Mom was surprised when she noticed the method and cure I was putting into baking, as she was used to my experiments in the kitchen and often she was the one to help me clean up the mess left by the recipes I swore I knew by heart and never did. I loved improvising, but I had decided to leave it for another time, as that afternoon no small detail could be left to chance. I was mixing the ingredients by hand, each twist slow and meaningful, while I played back and forth in my mind how I imagined the coming afternoon. He would ring the doorbell just a couple of minutes after I had taken the muffins out of the oven, I would welcome him with the rich smell of chocolate and baked goods. We would hug, maybe we would be a little embarrassed at the beginning, but it would soon go away as we had waited for this day for months and it was finally here. We would go to the living room sofa and watch the movie we had agreed on. And maybe halfway through, I would disappear into the kitchen and bring back two identical and perfectly cooked muffins without telling him about the soft salted caramel heart and watch him as he discovered it himself, bite after bite, that piece of our history that I had hidden there just for him to find. Maybe it wasn’t the best of plans, but for now it was the best I could come up with, given the circumstances, and maybe, if we behaved well that afternoon, next time I could be the one traveling on a plane to his city, where there was no one around to limit where or how we spent our time together, since his father worked long hours. The swirl of ingredients under my spatula was getting darker as I poured in the melted dark chocolate and the clock on the wall also confirmed it was time to put them in the oven, so I poured the mixture in the liners, added a spoon of caramel to each one and let the heat do the magic.

It was predictable. How the perfectly cooked muffins sat untouched on the kitchen island. How the rich smell that had invaded the whole house slowly faded into nothing and how the doorbell never rang. I sat on the sofa all afternoon, looking at the numbers change on the display of my phone, waiting for an answer. Waiting for him.

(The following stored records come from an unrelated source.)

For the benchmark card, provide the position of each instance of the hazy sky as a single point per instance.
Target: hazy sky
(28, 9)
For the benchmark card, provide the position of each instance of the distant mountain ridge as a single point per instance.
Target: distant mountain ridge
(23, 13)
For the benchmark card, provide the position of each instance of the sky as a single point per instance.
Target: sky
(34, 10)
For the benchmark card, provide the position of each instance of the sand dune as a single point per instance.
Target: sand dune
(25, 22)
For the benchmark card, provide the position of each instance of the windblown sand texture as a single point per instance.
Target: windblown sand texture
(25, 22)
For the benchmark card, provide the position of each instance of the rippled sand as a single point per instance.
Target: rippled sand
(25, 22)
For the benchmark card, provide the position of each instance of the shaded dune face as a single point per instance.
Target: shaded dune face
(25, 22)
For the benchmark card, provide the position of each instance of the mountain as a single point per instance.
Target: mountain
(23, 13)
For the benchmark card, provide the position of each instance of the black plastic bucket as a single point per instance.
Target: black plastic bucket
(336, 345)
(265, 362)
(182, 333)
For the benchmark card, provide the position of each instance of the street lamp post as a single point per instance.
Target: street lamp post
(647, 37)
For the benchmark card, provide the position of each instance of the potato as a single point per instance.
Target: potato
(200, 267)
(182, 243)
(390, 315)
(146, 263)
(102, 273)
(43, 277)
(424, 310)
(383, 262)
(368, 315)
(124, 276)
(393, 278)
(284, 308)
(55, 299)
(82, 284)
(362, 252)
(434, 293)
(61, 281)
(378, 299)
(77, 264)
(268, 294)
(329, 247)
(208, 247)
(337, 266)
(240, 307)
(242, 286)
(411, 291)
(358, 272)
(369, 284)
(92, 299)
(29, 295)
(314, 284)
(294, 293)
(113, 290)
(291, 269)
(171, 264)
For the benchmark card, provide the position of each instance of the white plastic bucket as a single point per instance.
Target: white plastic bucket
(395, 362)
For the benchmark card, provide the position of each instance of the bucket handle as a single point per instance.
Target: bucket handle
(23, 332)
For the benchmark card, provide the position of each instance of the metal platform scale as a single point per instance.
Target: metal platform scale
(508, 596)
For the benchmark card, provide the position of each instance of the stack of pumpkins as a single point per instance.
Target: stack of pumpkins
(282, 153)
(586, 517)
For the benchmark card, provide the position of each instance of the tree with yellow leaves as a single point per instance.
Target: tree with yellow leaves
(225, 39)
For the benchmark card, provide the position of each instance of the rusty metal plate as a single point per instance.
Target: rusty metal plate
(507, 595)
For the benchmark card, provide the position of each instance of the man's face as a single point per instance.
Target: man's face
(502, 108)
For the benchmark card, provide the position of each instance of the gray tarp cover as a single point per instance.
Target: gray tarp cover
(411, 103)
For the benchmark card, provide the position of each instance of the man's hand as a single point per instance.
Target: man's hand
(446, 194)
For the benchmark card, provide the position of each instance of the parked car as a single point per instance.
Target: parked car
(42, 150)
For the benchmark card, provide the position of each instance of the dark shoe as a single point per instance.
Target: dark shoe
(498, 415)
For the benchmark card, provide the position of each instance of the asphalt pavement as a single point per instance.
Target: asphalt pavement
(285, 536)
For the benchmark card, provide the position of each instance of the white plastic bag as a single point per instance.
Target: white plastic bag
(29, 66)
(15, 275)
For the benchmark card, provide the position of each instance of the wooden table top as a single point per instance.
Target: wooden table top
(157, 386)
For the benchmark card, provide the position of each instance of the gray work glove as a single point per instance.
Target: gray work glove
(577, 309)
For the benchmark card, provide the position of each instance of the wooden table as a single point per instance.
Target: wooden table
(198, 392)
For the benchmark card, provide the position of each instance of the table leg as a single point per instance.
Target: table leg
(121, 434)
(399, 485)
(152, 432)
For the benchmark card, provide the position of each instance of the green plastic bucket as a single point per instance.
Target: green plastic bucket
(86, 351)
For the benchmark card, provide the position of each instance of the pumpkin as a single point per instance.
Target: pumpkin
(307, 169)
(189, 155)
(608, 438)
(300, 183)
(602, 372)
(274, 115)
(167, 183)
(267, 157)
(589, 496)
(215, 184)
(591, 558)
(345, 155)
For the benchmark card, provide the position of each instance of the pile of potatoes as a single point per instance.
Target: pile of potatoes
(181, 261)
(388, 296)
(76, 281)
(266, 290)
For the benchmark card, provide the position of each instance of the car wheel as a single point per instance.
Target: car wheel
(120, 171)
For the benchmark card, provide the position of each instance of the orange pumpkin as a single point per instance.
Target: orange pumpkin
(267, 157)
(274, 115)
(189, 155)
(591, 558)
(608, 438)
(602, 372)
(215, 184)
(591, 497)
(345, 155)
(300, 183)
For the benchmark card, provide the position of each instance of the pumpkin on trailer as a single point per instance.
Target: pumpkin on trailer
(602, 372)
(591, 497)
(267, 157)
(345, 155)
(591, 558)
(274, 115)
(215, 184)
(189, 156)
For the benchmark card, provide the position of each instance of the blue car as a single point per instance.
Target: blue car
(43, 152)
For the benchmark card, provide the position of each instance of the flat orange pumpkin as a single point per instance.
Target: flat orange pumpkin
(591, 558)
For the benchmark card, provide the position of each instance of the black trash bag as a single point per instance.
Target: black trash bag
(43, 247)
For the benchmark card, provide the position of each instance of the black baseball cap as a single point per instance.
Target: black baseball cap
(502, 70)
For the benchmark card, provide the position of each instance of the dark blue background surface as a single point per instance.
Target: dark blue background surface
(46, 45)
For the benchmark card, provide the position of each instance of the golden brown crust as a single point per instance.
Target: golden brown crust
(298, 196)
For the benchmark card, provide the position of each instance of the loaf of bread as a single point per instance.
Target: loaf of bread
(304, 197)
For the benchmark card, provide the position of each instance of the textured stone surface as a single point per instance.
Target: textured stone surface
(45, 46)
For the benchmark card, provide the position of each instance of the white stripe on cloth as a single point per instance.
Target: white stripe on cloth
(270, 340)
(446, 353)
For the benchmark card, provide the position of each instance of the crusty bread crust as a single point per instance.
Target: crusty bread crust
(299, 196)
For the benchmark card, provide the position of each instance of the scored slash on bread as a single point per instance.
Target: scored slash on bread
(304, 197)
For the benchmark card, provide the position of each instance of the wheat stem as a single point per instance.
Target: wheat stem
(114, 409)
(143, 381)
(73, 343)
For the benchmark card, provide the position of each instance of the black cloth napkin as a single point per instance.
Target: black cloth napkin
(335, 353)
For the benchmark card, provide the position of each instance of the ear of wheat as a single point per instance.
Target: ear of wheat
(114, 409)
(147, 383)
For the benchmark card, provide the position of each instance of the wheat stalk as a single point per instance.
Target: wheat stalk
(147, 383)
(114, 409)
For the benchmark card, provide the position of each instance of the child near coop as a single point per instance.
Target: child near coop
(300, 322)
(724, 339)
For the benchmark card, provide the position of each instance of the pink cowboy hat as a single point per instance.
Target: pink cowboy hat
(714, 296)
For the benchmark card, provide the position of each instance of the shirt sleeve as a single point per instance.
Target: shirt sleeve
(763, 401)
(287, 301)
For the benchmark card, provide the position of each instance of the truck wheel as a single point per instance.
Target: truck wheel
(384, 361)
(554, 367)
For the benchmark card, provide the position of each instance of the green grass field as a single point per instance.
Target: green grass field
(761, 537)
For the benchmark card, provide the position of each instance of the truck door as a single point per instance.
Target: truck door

But he simply disappeared. He answered my seven texts late that night, when my family had already eaten half of the muffins and the smell had completely faded.

“sorry, i had something come up”

Of course he did. And he also forgot to tell me he cancelled his flight two days ago. That was the time I realized he probably never cared. “change of mind”, “busy with some stuff”. I watched him write the epilogue of our love story that probably only ever existed in my mind. 

The next morning I headed to the kitchen to finally taste the muffins. Brokenhearted, I sunk my teeth in one. The rich taste of dark chocolate filled my mouth and a river of salty tears erupted from my eyes when I reached the tender heart of caramel. With the last bite I shredded to pieces what was left of the idea I had of him and through blurry eyes I could finally see how far that idea was from reality.